Femia will have work of her own presented as a reading during the festival.

“We’re thrilled to recognize Gina’s attuned and courageous storytelling, which examines our societal stigmas and norms through the voices of characters that often go unheard, and ultimately offers us hope,” said William Inge Center for the Arts Producing Artistic Director, Hannah Joyce.

The New Voices Award is named for the late Otis L. Guernsey, respected theater critic and scholar. As editor of the annual “Best Plays” anthology, he was a champion of new plays, and a longtime attendee and advocate of the Inge Festival.

Gina Femia has written over 30 full-length plays which have been developed/produced/seen at MCC, Page 73, Playwrights Horizons, Ensemble Studio Theatre, Center Theatre Group, Rattlestick Theatre, New Georges, Powerhouse, Theatre of NOTE, Great Plains Theatre Conference, Panndora Productions and Project Y, among others.

She is a 2019-2022 Core Writer with the Playwrights Center, and a current member of both Nashville Rep’s Ingram New Plays Lab and Parsnip Ship’s Radio Roots Writer’s group. She’s an alum of EST Youngblood, Page 73’s Interstate 73, Pipeline Theatre’s PlayLab and New Georges’ Audrey Residency. She’s received commissions from EST, Spicy Witch Productions and Retro Theatre Productions and residencies with Page 73, Powerhouse, NTI at the O’Neill, Fresh Ground Pepper and SPACE on Ryder Farm. Her play, ALLOND(R)A is included on the 2019 Kilroys List. Winner: Leah Ryan Prize and Doric Wilson Award.
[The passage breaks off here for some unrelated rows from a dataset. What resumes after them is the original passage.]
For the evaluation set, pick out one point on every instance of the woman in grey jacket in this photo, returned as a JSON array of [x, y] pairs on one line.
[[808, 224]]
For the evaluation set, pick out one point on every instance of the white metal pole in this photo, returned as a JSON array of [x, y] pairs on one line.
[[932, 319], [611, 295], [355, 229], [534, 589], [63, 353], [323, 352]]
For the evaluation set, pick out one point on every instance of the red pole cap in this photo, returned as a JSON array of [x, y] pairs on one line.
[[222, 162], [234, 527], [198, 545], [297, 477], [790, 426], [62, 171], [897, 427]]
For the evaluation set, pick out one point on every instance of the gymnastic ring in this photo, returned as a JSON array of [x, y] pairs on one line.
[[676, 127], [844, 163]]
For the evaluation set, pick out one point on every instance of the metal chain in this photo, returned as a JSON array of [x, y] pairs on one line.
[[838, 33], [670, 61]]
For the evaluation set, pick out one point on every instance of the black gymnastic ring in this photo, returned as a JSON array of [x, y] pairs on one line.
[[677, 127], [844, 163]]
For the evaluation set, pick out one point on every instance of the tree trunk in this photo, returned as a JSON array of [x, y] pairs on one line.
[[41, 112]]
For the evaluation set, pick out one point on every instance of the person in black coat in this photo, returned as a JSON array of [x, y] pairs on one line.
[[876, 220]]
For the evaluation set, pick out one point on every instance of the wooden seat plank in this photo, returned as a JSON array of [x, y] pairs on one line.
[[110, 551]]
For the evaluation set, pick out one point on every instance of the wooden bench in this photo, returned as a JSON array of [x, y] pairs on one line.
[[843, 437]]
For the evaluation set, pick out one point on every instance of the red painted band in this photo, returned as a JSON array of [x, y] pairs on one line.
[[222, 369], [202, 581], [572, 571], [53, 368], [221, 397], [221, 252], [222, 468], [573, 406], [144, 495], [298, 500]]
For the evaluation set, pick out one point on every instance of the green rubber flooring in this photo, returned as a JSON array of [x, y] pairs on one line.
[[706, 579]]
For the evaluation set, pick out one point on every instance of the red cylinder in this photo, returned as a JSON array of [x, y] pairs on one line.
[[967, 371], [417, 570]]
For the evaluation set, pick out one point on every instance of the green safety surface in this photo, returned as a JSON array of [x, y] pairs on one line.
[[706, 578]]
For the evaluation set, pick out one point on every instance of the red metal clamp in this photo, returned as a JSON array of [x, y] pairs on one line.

She holds an MFA from Sarah Lawrence College (Lipkin Prize in Playwriting). Find out more at www.femiagina.com.

Previous Otis L. Guernsey New Voices in the American Theater Award winners are: Adam Bock; Catherine Butterfield; Brian Burgess Clark; Kara Lee Corthorn, Joe DiPietro; Mark St. Germain; Katori Hall; Lynne Kaufman; Lauren Gunderson; Mary Hanes; David Hirson; Samuel D. Hunter; David Ives; Melanie Marnich; Jason Milligan; Carlos Murillo; Dael Orlandersmith; Mary Portser; Theresa Rebeck; J.T. Rogers; Jen Silverman; Mat Smart; James Still; Catherine Trieschmann; and Dana Yeaton.

The 39th Annual William Inge Theater Festival Honoree is Lynn Nottage, who will receive the William Inge Festival’s Distinguished Achievement in the American Theater Award.

The festival, May 14-16, 2020, features numerous performances and workshops. Notable is the New Play Lab, in partnership with the Kansas Creative Arts Industries Commission, in which playwrights from across the nation have a professional public reading of a script.

Additional major supporters include Independence Community College, the William Inge Festival Foundation, and the National Endowment for the Arts.